Harmon would later meet his alter ego while answering a casting call to make personal appearances as a clown to promote the records.
He got that job and eventually bought the rights to Bozo. Along the way, he embellished Bozo's distinctive look: the orange-tufted hair, the bulbous nose, the outlandish red, white and blue costume.
"I felt if I could plant my size 83AAA shoes on this planet, (people) would never be able to forget those footprints," he said.
Susan Harmon, his wife of 29 years, indicated Harmon was the perfect fit for Bozo.
"He was the most optimistic man I ever met. He always saw a bright side; he always had something good to say about everybody. He was the love of my life," she said Thursday.
The business — combining animation, licensing of the character, and personal appearances — made millions, as Harmon trained more than 200 Bozos over the years to represent him in local markets.
"I'm looking for that sparkle in the eyes, that emotion, feeling, directness, warmth. That is so important," he said of his criteria for becoming a Bozo.
The Chicago version of Bozo ran on WGN-TV in Chicago for 40 years and was seen in many other cities after cable television transformed WGN into a superstation.
Bozo — portrayed in Chicago for many years by Bob Bell — was so popular that the waiting list for tickets to a TV show eventually stretched to a decade, prompting the station to stop taking reservations for 10 years. On the day in 1990 when WGN started taking reservations again, it took just five hours to book the show for five more years. The phone company reported more than 27 million phone call attempts had been made.
By the time the show bowed out in Chicago, in 2001, it was the last locally produced version. Harmon said at the time that he hoped to develop a new cable or network show, as well as a Bozo feature film.
He became caught up in a minor controversy in 2004 when the International Clown Hall of Fame in Milwaukee took down a plaque honoring him as Bozo and formally endorsed Colvig as the first. Harmon denied ever misrepresenting Bozo's history.

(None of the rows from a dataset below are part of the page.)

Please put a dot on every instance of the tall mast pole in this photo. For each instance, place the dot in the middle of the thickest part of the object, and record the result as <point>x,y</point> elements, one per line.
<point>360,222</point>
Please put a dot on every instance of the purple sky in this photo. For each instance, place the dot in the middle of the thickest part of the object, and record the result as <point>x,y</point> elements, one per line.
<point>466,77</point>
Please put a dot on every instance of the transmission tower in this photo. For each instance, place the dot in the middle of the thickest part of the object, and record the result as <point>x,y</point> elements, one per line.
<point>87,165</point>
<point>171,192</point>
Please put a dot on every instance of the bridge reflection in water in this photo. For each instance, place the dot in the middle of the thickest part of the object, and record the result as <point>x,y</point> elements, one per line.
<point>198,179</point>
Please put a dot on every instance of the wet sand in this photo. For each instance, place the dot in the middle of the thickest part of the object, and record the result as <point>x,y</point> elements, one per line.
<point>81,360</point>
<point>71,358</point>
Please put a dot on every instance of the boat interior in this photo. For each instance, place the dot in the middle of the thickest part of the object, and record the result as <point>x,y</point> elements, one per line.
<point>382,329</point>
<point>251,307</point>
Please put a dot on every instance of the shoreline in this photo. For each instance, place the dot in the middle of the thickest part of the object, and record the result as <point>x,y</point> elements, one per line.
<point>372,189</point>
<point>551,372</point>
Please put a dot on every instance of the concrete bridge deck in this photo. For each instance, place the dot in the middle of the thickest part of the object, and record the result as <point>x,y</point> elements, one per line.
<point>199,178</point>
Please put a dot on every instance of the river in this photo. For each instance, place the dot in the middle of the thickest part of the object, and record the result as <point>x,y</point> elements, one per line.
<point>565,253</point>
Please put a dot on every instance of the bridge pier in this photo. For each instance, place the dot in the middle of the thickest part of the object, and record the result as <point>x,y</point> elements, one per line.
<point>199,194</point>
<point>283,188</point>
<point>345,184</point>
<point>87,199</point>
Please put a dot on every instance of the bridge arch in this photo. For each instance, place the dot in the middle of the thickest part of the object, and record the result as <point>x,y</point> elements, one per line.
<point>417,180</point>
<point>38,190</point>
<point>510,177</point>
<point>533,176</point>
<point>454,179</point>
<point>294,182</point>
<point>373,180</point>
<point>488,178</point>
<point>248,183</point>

He said he was claiming credit only for what he added to the character — "What I sound like, what I look like, what I walk like" — and what he did to popularize Bozo.

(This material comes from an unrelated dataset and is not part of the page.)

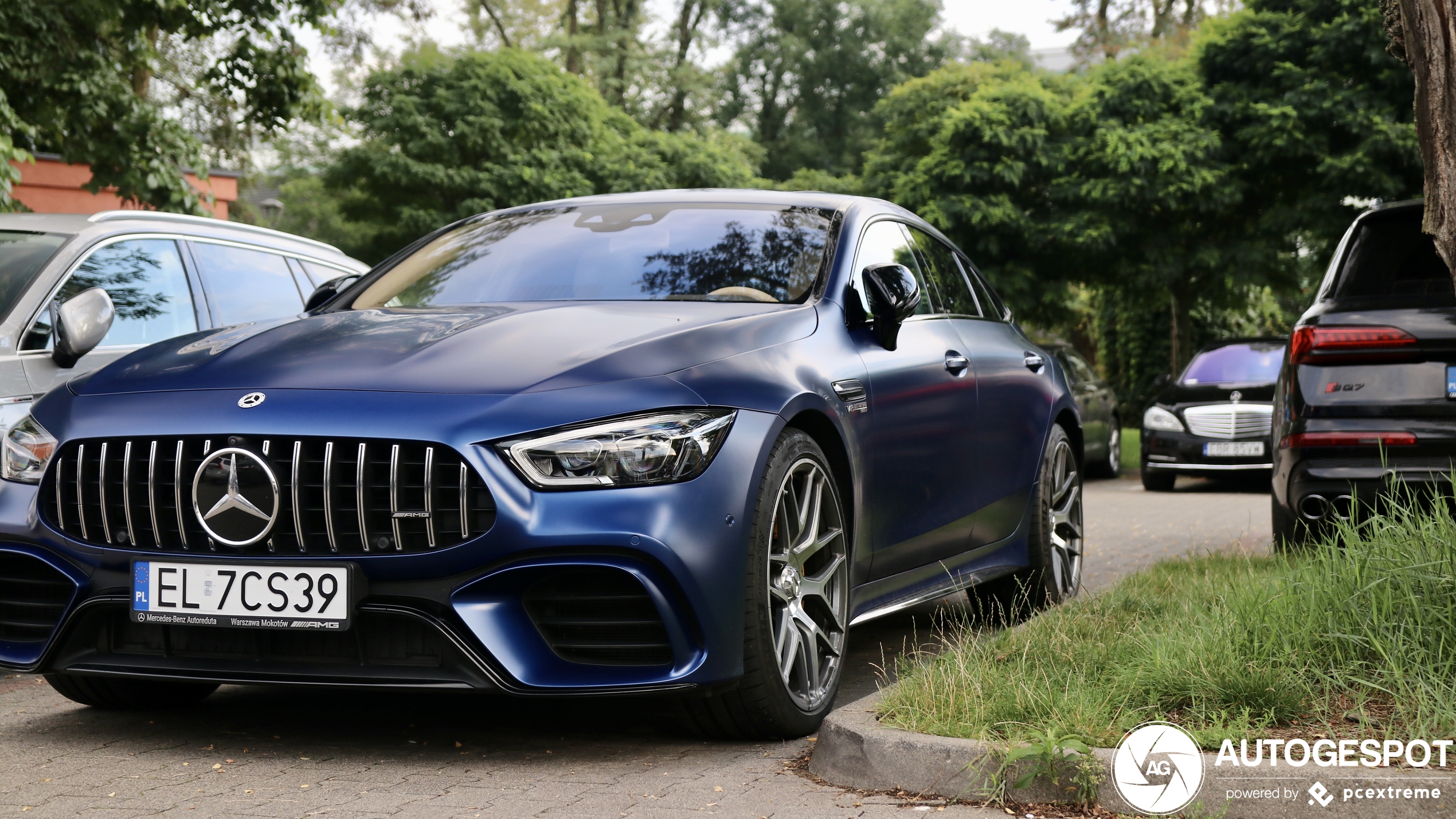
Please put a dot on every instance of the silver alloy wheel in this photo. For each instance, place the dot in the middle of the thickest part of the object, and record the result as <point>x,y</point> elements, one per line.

"Isn't it a shame the credit that was given to me for the work I have done, they arbitrarily take it down, like I didn't do anything for the last 52 years," he told the AP at the time.
Harmon protected Bozo's reputation with a vengeance, while embracing those who poked good-natured fun at the clown.
As Bozo's influence spread through popular culture, his very name became a synonym for clownish behavior.
"It takes a lot of effort and energy to keep a character that old fresh so kids today still know about him and want to buy the products," Karen Raugust, executive editor of The Licensing Letter, a New York-based trade publication, said in 1996.
A normal character runs its course in three to five years, Raugust said. "Harmon's is a classic character. It's been around 50 years."
On New Year's Day 1996, Harmon dressed up as Bozo for the first time in 10 years, appearing in the Rose Parade in Pasadena.
The crowd reaction, he recalled, "was deafening."
"They kept yelling, `Bozo, Bozo, love you, love you.' I shed more crocodile tears for five miles in four hours than I realized I had," he said. "I still get goose bumps."
Born in Toledo, Ohio, Harmon became interested in theater while studying at the University of Southern California.
"Bozo is a star, an entertainer, bigger than life," Harmon once said. "People see him as Mr. Bozo, somebody you can relate to, touch and laugh with."
Besides his wife, Harmon is survived by his son, Jeff Harmon, and daughters Lori Harmon, Marci Breth-Carabet and Leslie Breth.